Good talk. I did something similar to him and all that happened is everyone was just saying I'm making a lot out of nothing. They're right that each thing was "nothing" but the problem is that this is a non-trivial number of "nothings" happening every day...
Honestly, I think the problem is that it's a Lemon Market[0]. Lemon markets thrive when there is asymmetric information. When a customer cannot tell the difference between a good product (peach) and a bad product (lemon). All it takes is a bunch of tech illiterate people... not sure where we'll find those...
On your video, funny thing. When I was in my PhD I had a very hard time publishing because I was building models that were much smaller, required less data, but got similar performance. Reviewers just looked at the benchmark like "not SOTA? lol". I've seen tons of great papers solving similar problems constantly get rejected.
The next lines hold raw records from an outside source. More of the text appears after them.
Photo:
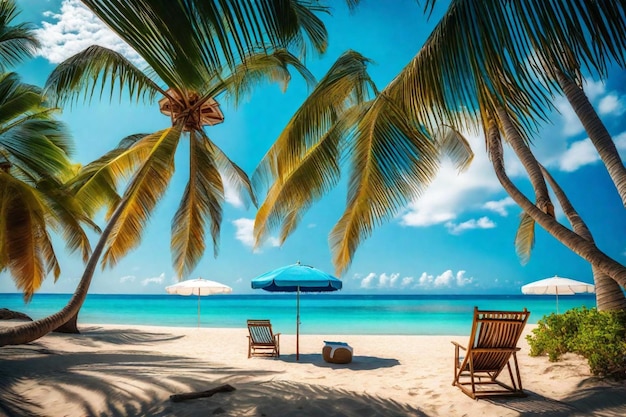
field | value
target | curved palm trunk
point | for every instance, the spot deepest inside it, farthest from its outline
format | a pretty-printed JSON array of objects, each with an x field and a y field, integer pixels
[
  {"x": 582, "y": 247},
  {"x": 31, "y": 331},
  {"x": 528, "y": 160},
  {"x": 609, "y": 295},
  {"x": 597, "y": 132}
]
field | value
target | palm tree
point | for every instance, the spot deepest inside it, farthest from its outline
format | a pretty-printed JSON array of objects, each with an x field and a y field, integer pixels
[
  {"x": 218, "y": 48},
  {"x": 17, "y": 41},
  {"x": 481, "y": 58},
  {"x": 609, "y": 295},
  {"x": 34, "y": 164},
  {"x": 34, "y": 151}
]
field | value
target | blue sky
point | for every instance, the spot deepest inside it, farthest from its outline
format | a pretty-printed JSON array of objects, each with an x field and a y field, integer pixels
[{"x": 458, "y": 238}]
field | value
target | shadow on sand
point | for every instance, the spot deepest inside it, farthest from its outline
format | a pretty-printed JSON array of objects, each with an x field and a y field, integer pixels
[
  {"x": 358, "y": 363},
  {"x": 606, "y": 401},
  {"x": 116, "y": 383}
]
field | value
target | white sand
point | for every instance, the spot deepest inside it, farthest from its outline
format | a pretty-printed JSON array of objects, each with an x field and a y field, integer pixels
[{"x": 131, "y": 371}]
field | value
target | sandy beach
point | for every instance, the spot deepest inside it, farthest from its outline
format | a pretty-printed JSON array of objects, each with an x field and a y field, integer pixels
[{"x": 132, "y": 371}]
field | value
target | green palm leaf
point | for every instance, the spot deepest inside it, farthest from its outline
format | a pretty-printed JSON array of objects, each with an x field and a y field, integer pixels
[
  {"x": 144, "y": 190},
  {"x": 525, "y": 238},
  {"x": 25, "y": 247},
  {"x": 97, "y": 67},
  {"x": 17, "y": 42},
  {"x": 201, "y": 202},
  {"x": 233, "y": 175},
  {"x": 345, "y": 84},
  {"x": 392, "y": 161}
]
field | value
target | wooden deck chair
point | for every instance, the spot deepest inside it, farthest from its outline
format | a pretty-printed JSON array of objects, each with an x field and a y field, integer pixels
[
  {"x": 492, "y": 347},
  {"x": 261, "y": 340}
]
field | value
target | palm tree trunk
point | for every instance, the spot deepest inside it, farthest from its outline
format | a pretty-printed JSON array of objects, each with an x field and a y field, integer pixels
[
  {"x": 597, "y": 132},
  {"x": 609, "y": 295},
  {"x": 28, "y": 332},
  {"x": 529, "y": 162},
  {"x": 582, "y": 247}
]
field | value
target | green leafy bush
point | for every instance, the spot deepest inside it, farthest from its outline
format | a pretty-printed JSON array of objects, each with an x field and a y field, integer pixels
[{"x": 598, "y": 336}]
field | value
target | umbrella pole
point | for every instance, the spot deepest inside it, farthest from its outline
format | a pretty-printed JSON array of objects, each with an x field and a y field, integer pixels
[
  {"x": 557, "y": 300},
  {"x": 298, "y": 324}
]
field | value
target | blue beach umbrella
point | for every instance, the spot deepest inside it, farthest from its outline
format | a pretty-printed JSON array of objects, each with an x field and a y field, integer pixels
[{"x": 296, "y": 278}]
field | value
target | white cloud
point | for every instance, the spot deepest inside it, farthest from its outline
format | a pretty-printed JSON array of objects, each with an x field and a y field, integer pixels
[
  {"x": 611, "y": 104},
  {"x": 447, "y": 279},
  {"x": 578, "y": 154},
  {"x": 231, "y": 195},
  {"x": 153, "y": 280},
  {"x": 74, "y": 29},
  {"x": 500, "y": 206},
  {"x": 620, "y": 141},
  {"x": 482, "y": 223},
  {"x": 367, "y": 282},
  {"x": 594, "y": 89},
  {"x": 452, "y": 192},
  {"x": 444, "y": 280},
  {"x": 394, "y": 281},
  {"x": 384, "y": 281},
  {"x": 245, "y": 233},
  {"x": 461, "y": 280},
  {"x": 571, "y": 123}
]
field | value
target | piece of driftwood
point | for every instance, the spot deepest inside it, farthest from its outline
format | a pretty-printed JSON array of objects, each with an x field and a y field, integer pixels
[
  {"x": 199, "y": 394},
  {"x": 6, "y": 314}
]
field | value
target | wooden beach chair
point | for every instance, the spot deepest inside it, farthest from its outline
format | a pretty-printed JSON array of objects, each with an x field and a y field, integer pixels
[
  {"x": 261, "y": 340},
  {"x": 492, "y": 347}
]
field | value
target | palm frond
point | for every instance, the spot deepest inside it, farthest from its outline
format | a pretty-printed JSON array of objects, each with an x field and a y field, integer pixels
[
  {"x": 90, "y": 71},
  {"x": 259, "y": 68},
  {"x": 525, "y": 238},
  {"x": 201, "y": 203},
  {"x": 25, "y": 248},
  {"x": 453, "y": 144},
  {"x": 392, "y": 161},
  {"x": 187, "y": 42},
  {"x": 66, "y": 213},
  {"x": 144, "y": 191},
  {"x": 345, "y": 84},
  {"x": 37, "y": 147},
  {"x": 233, "y": 175},
  {"x": 17, "y": 42},
  {"x": 295, "y": 190},
  {"x": 96, "y": 185}
]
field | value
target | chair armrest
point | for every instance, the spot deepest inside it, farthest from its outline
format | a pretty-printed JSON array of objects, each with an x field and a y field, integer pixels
[{"x": 458, "y": 346}]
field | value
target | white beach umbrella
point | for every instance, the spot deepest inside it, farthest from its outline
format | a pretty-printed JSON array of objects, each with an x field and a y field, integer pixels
[
  {"x": 558, "y": 286},
  {"x": 199, "y": 287}
]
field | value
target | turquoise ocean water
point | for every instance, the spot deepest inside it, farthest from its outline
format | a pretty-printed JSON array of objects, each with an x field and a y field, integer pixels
[{"x": 319, "y": 313}]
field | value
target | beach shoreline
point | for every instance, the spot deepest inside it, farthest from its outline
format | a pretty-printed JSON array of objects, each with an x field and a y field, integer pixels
[{"x": 132, "y": 370}]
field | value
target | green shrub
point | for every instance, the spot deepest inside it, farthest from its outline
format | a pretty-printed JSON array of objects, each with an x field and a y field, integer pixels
[{"x": 598, "y": 336}]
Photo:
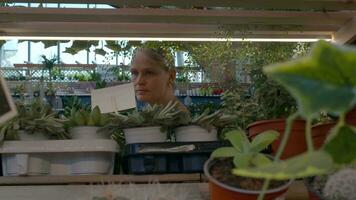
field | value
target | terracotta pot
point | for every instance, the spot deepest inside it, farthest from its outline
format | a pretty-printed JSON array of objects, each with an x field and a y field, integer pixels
[
  {"x": 320, "y": 133},
  {"x": 296, "y": 143},
  {"x": 312, "y": 193},
  {"x": 221, "y": 191}
]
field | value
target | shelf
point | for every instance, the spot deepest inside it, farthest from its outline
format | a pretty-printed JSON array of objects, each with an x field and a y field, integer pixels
[{"x": 40, "y": 180}]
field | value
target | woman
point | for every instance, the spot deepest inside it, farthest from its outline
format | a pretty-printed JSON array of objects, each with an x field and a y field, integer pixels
[{"x": 153, "y": 77}]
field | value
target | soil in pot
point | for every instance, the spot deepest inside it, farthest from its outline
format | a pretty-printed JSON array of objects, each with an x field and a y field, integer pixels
[
  {"x": 315, "y": 187},
  {"x": 296, "y": 143},
  {"x": 221, "y": 171}
]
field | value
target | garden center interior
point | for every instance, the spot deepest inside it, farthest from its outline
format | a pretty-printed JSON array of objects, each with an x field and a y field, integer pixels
[{"x": 61, "y": 62}]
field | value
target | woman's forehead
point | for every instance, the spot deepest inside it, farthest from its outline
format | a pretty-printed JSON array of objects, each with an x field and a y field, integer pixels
[{"x": 141, "y": 60}]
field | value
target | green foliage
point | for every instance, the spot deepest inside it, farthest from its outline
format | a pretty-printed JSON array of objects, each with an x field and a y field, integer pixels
[
  {"x": 307, "y": 164},
  {"x": 2, "y": 42},
  {"x": 34, "y": 118},
  {"x": 74, "y": 103},
  {"x": 322, "y": 82},
  {"x": 79, "y": 45},
  {"x": 87, "y": 118},
  {"x": 239, "y": 103},
  {"x": 245, "y": 153},
  {"x": 156, "y": 115}
]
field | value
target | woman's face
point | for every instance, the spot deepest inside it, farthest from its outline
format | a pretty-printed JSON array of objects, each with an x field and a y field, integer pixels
[{"x": 151, "y": 81}]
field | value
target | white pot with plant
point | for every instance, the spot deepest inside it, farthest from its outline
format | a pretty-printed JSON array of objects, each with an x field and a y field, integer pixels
[
  {"x": 34, "y": 122},
  {"x": 85, "y": 124},
  {"x": 146, "y": 126},
  {"x": 201, "y": 128},
  {"x": 243, "y": 154}
]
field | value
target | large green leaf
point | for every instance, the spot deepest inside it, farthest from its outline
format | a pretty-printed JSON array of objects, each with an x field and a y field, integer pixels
[
  {"x": 342, "y": 147},
  {"x": 307, "y": 164},
  {"x": 242, "y": 160},
  {"x": 239, "y": 140},
  {"x": 2, "y": 42},
  {"x": 224, "y": 152},
  {"x": 324, "y": 81},
  {"x": 262, "y": 140}
]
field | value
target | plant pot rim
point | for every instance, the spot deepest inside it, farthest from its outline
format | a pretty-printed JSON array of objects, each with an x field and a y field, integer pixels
[
  {"x": 307, "y": 183},
  {"x": 143, "y": 127},
  {"x": 324, "y": 124},
  {"x": 207, "y": 166},
  {"x": 192, "y": 126},
  {"x": 272, "y": 120}
]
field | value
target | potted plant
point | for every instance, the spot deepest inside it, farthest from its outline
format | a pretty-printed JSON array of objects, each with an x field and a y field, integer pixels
[
  {"x": 149, "y": 125},
  {"x": 322, "y": 82},
  {"x": 273, "y": 103},
  {"x": 202, "y": 127},
  {"x": 84, "y": 124},
  {"x": 243, "y": 154},
  {"x": 34, "y": 122}
]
As a reviewer I frequently defended works like that as well as works that had good ideas but just didn't have enough GPU power. It was really telling...
[0] https://en.wikipedia.org/wiki/The_Market_for_Lemons
[P.S.] A nice solution I found for the pasting problem he mentioned (and in various forms) is that I first paste the text into the url bad or search bar then copy that and then paste. {<c-k>,<c-l>}<c-v><c-a><c-c>. Works 98% of the time every time.